Description
ifelse() function allows to filter the values in a vector through a series of tests, each of them producing different actions in case of a positive result. For instance, let xx
be a data.frame, as follows:
xx <- data.frame(a=c(1,2,1,3), b=1:4)
xx
a b
1 1
2 2
1 3
3 4
Suppose that you want to create a new column, c, from column b, but depending on the values in column a in the following way:
For each row,
- if the value in column a is 1, the value in column c, is the same value in column b.
- if the value in column a is 2, the value in column c, is 100 times the value in column b.
- in any other case, the value in column c is the negative of the value in column b.
Using ifelse(), a solution could be:
xx$c <- ifelse(xx$a==1, xx$b,
ifelse(xx$a==2, xx$b*100,
-xx$b))
xx
a b c
1 1 1
2 2 200
1 3 3
3 4 -4
Problem 1
An aesthetic problem arises when the number of tests increases, say, four tests:
xx$c <- ifelse(xx$a==1, xx$b,
ifelse(xx$a==2, xx$b*100,
ifelse(xx$a==3, ...,
ifelse(xx$a==4, ...,
...))))
I found partial solution to the problem in this page, which consists in the definition of the functions if.else_(), i_(), e_(), as follows:
library(lazyeval)
i_ <- function(if_stat, then) {
if_stat <- lazyeval::expr_text(if_stat)
then <- lazyeval::expr_text(then)
sprintf("ifelse(%s, %s, ", if_stat, then)
}
e_ <- function(else_ret) {
else_ret <- lazyeval::expr_text(else_ret)
else_ret
}
if.else_ <- function(...) {
args <- list(...)
for (i in 1:(length(args) - 1) ) {
if (substr(args[[i]], 1, 6) != "ifelse") {
stop("All but the last argument, need to be if.then_ functions.", call. = FALSE)
}
}
if (substr(args[[length(args)]], 1, 6) == "ifelse"){
stop("Last argument needs to be an else_ function.", call. = FALSE)
}
args$final <- paste(rep(')', length(args) - 1), collapse = '')

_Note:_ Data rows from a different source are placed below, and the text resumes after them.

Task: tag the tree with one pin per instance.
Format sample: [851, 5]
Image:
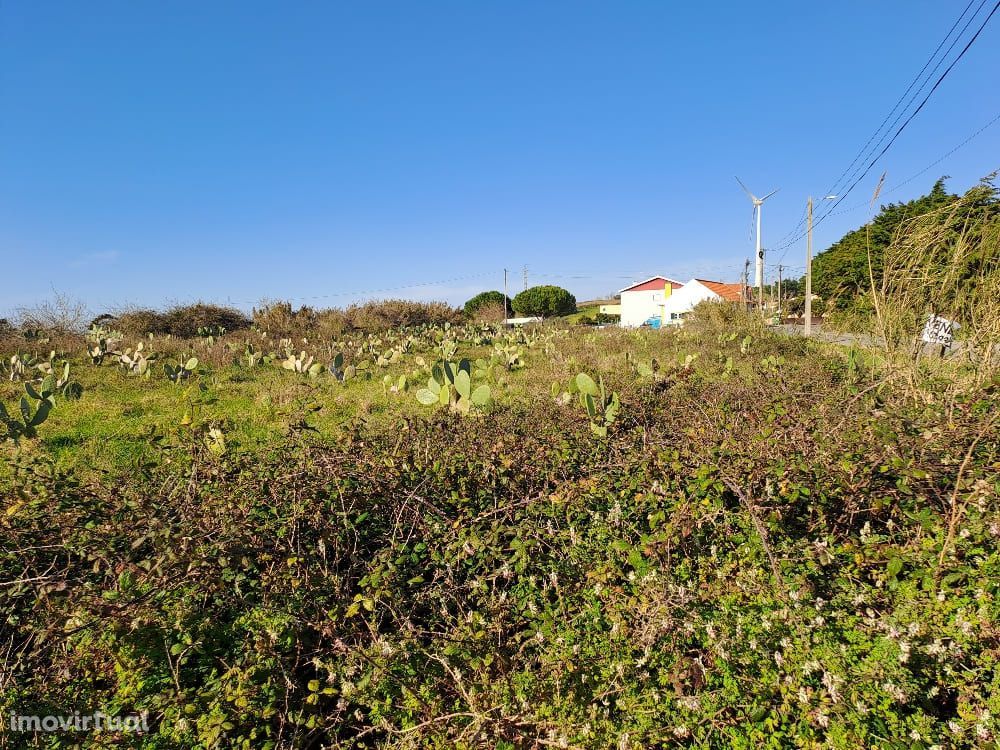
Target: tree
[544, 301]
[840, 273]
[484, 299]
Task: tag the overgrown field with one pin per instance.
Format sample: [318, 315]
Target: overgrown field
[716, 537]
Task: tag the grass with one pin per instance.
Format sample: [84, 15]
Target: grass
[778, 543]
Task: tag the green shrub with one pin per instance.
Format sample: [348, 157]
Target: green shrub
[544, 301]
[139, 322]
[186, 320]
[383, 315]
[486, 299]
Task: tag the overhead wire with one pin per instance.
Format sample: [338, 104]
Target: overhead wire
[798, 234]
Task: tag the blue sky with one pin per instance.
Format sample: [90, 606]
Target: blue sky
[231, 151]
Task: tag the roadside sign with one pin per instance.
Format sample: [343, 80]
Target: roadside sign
[939, 331]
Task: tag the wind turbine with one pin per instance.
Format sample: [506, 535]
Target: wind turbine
[759, 268]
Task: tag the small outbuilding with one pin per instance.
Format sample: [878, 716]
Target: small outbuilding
[683, 300]
[645, 300]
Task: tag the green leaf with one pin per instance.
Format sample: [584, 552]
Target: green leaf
[427, 397]
[463, 383]
[482, 396]
[44, 407]
[586, 384]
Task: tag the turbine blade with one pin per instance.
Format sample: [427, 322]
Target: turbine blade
[746, 189]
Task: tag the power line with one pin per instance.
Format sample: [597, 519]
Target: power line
[913, 114]
[898, 185]
[782, 245]
[861, 155]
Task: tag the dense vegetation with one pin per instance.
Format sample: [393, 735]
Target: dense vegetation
[487, 299]
[843, 276]
[714, 536]
[544, 301]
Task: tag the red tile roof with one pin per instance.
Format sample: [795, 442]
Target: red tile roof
[654, 284]
[728, 292]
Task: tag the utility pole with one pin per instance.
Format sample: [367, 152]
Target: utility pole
[779, 293]
[807, 330]
[505, 295]
[744, 283]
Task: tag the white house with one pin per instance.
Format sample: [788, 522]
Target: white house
[645, 300]
[683, 300]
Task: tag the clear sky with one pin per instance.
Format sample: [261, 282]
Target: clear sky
[170, 151]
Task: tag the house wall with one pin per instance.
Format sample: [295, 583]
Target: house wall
[638, 307]
[683, 300]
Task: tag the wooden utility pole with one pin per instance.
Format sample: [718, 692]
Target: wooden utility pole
[505, 295]
[744, 282]
[808, 311]
[779, 292]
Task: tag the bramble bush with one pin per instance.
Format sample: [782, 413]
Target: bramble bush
[544, 301]
[771, 547]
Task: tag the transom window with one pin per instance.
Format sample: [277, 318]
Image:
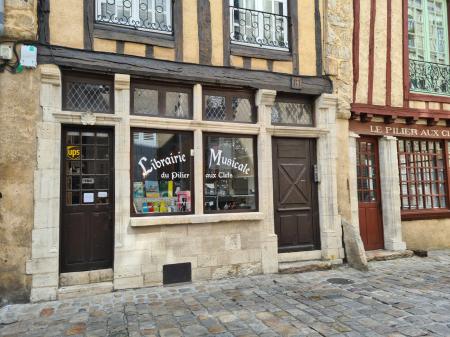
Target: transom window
[262, 23]
[148, 15]
[423, 170]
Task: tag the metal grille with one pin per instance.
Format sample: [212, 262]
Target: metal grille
[292, 113]
[215, 108]
[428, 77]
[83, 96]
[151, 15]
[264, 29]
[242, 110]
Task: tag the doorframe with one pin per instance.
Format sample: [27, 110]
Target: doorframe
[315, 193]
[378, 179]
[64, 128]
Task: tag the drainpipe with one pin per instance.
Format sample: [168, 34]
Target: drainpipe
[2, 17]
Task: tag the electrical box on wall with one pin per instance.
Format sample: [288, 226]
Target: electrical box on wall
[28, 56]
[6, 51]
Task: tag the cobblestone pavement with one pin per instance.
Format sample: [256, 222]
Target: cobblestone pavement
[406, 297]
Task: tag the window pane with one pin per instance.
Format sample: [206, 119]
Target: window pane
[177, 105]
[230, 177]
[161, 172]
[292, 113]
[146, 101]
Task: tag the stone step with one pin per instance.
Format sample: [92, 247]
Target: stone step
[84, 290]
[384, 255]
[303, 266]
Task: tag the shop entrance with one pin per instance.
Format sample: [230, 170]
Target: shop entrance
[369, 195]
[295, 194]
[87, 199]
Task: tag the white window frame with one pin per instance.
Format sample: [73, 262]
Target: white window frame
[259, 7]
[134, 17]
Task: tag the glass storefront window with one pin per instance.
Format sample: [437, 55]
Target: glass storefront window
[230, 181]
[162, 172]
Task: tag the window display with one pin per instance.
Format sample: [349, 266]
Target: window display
[230, 173]
[162, 172]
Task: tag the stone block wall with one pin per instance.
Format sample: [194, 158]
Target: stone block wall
[17, 164]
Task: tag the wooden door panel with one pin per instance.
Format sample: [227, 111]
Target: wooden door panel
[369, 194]
[295, 194]
[87, 203]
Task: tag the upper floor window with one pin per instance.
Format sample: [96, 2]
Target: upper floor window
[147, 15]
[261, 23]
[429, 46]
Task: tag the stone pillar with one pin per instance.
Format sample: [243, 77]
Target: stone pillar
[390, 194]
[264, 102]
[330, 220]
[45, 234]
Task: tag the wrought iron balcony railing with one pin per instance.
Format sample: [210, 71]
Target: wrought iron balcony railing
[147, 15]
[429, 77]
[262, 29]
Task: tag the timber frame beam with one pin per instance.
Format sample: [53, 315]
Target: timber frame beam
[145, 67]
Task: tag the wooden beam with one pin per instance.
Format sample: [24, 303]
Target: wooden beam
[204, 31]
[145, 67]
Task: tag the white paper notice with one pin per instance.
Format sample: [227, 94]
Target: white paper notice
[88, 198]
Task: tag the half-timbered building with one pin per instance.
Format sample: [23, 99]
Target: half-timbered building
[399, 145]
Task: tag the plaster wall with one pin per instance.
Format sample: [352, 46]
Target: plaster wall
[427, 234]
[17, 163]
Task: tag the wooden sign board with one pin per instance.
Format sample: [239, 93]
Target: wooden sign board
[400, 130]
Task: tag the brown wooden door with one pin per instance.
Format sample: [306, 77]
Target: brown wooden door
[369, 196]
[295, 194]
[87, 199]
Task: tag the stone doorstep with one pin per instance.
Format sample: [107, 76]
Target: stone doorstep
[85, 277]
[384, 255]
[84, 290]
[307, 266]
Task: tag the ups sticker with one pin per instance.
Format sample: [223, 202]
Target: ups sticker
[73, 152]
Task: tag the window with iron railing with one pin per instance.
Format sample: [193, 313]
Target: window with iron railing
[428, 45]
[260, 23]
[146, 15]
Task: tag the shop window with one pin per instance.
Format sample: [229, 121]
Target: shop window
[85, 92]
[162, 101]
[162, 172]
[291, 111]
[260, 23]
[230, 182]
[146, 15]
[422, 169]
[229, 106]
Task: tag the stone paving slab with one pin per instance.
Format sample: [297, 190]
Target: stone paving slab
[406, 297]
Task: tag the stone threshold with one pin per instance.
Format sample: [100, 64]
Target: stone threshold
[84, 290]
[307, 266]
[385, 255]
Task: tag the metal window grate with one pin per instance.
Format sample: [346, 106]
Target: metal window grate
[81, 95]
[292, 113]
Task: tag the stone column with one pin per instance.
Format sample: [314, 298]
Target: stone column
[330, 220]
[264, 102]
[390, 194]
[45, 234]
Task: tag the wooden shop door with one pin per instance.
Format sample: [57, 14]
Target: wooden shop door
[295, 194]
[87, 199]
[369, 195]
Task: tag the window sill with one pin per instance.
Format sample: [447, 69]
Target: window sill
[194, 219]
[425, 215]
[249, 51]
[111, 32]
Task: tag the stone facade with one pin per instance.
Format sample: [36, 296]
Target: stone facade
[18, 157]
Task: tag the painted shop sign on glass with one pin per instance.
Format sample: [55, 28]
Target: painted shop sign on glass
[400, 130]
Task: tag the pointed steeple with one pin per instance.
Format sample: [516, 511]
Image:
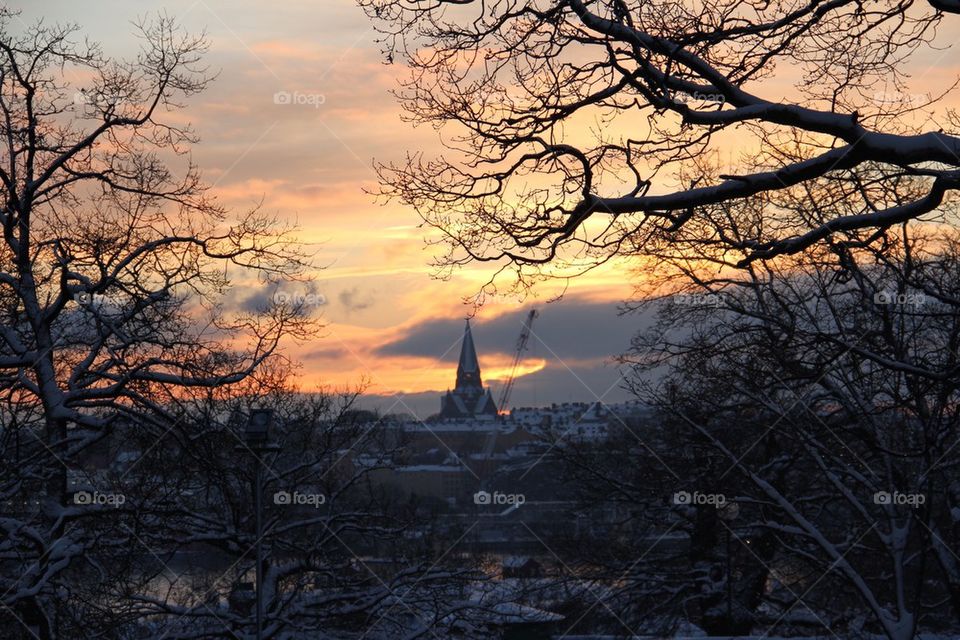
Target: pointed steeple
[468, 369]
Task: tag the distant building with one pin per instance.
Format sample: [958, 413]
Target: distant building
[468, 399]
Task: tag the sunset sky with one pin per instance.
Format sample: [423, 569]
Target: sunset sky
[386, 318]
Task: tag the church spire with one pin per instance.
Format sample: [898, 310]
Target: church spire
[468, 399]
[468, 369]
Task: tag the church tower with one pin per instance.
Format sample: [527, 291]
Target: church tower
[468, 399]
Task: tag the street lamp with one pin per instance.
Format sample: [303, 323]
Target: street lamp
[257, 439]
[728, 513]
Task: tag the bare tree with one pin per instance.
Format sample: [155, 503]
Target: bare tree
[114, 265]
[843, 365]
[576, 128]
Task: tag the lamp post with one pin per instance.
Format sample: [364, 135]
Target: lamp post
[728, 513]
[257, 439]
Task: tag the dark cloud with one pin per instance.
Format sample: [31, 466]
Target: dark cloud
[568, 329]
[555, 383]
[577, 339]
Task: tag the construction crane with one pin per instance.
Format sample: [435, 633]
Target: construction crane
[517, 357]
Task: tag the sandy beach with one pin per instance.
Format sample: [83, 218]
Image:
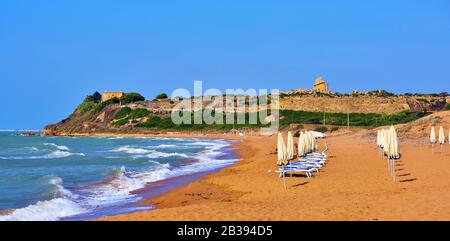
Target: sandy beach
[354, 185]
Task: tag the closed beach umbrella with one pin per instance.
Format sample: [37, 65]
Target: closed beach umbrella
[313, 142]
[386, 142]
[301, 144]
[378, 138]
[432, 136]
[441, 136]
[290, 147]
[395, 149]
[309, 147]
[281, 150]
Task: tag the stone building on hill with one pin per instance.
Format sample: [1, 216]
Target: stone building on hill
[109, 95]
[320, 86]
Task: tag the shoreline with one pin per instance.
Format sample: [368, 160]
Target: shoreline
[354, 185]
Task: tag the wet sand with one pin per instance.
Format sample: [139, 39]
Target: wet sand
[354, 185]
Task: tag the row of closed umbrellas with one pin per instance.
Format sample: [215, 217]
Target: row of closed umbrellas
[441, 137]
[286, 153]
[387, 141]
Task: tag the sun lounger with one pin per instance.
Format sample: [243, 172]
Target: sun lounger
[291, 169]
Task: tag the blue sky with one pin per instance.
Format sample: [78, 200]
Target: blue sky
[54, 53]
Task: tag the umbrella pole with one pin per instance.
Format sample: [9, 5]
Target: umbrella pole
[393, 168]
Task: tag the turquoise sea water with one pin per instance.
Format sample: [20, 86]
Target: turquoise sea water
[64, 178]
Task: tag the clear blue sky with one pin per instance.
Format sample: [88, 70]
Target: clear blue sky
[54, 53]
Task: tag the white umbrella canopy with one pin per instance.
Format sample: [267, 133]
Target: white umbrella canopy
[378, 138]
[307, 142]
[387, 138]
[301, 144]
[281, 150]
[395, 149]
[313, 142]
[290, 147]
[441, 136]
[432, 136]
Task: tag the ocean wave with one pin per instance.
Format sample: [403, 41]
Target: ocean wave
[131, 150]
[164, 146]
[49, 210]
[62, 148]
[52, 155]
[60, 154]
[147, 152]
[120, 187]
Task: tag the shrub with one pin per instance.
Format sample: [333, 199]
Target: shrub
[321, 129]
[162, 96]
[165, 123]
[87, 104]
[121, 122]
[99, 107]
[131, 97]
[151, 122]
[123, 112]
[139, 113]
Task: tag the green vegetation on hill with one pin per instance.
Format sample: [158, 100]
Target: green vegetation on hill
[139, 113]
[93, 102]
[121, 122]
[122, 113]
[356, 119]
[131, 98]
[162, 96]
[166, 123]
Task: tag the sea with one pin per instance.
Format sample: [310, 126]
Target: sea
[81, 178]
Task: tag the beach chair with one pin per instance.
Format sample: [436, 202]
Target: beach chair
[291, 169]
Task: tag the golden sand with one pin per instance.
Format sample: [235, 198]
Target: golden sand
[354, 185]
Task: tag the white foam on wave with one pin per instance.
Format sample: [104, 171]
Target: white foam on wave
[164, 146]
[61, 154]
[147, 152]
[52, 155]
[49, 210]
[59, 147]
[120, 188]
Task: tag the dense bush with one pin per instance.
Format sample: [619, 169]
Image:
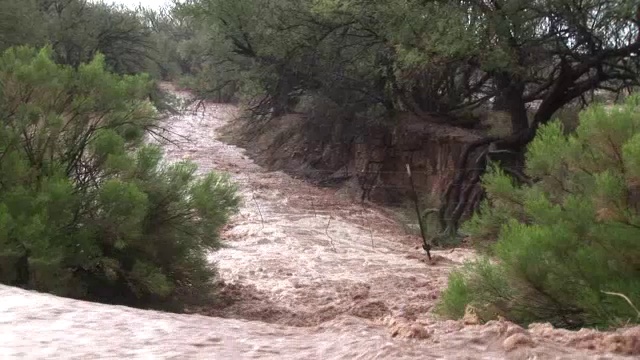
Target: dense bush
[569, 240]
[86, 209]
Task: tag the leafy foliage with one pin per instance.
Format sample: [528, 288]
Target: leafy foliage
[86, 209]
[570, 237]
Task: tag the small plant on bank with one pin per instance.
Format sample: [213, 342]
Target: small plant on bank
[568, 242]
[86, 209]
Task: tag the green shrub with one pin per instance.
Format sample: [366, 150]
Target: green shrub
[568, 240]
[86, 209]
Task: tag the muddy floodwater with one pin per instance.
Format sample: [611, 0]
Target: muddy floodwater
[312, 275]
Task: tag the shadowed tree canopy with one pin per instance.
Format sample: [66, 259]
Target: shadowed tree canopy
[526, 58]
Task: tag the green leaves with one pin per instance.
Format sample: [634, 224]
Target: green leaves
[85, 209]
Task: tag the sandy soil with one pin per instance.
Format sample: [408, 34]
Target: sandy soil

eval_string <- do.call('paste', args)
eval(parse(text = eval_string))
}
In this way, the problem given in the Description, can be rewritten as follows:
xx <- data.frame(a=c(1,2,1,3), b=1:4)
xx$c <- if.else_(
i_(xx$a==1, xx$b),
i_(xx$a==2, xx$b*100),
e_(-xx$b)
)
xx
a b c
1 1 1
2 2 200
1 3 3
3 4 -4
And the code for the four tests will simply be:
xx$c <- if.else_(
i_(xx$a==1, xx$b),
i_(xx$a==2, xx$b*100),
i_(xx$a==3, ...), # dots meaning actions for xx$a==3
i_(xx$a==4, ...), # dots meaning actions for xx$a==4
e_(...) # dots meaning actions for any other case
)
Problem 2 & Question
The given code apparently solves the problem. Then, I wrote the following test function:
test.ie <- function() {
dd <- data.frame(a=c(1,2,1,3), b=1:4)
if.else_(
i_(dd$a==1, dd$b),
i_(dd$a==2, dd$b*100),
e_(-dd$b)
) # it should give c(1, 200, 3, -4)
}
When I tried the test:
test.ie()
it spit the following error message:
Error in ifelse(dd$a == 1, dd$b, ifelse(dd$a == 2, dd$b * 100, -dd$b)) :
object 'dd' not found
Question
Since the if.else_() syntactic constructor is not supposed to run only from the console, is there a way for it to 'know' the variables from the function that calls it?
Note
In "Best way to replace a lengthy ifelse structure in R", a similar problem was posted. However, the given solution there focuses on building the table's new column with the given constant output values (the "then" or "else" slots of the ifelse() function), whereas my case addresses a syntactic problem in which the "then" or "else" slots can even be expressions in terms of other data.frame elements or variables.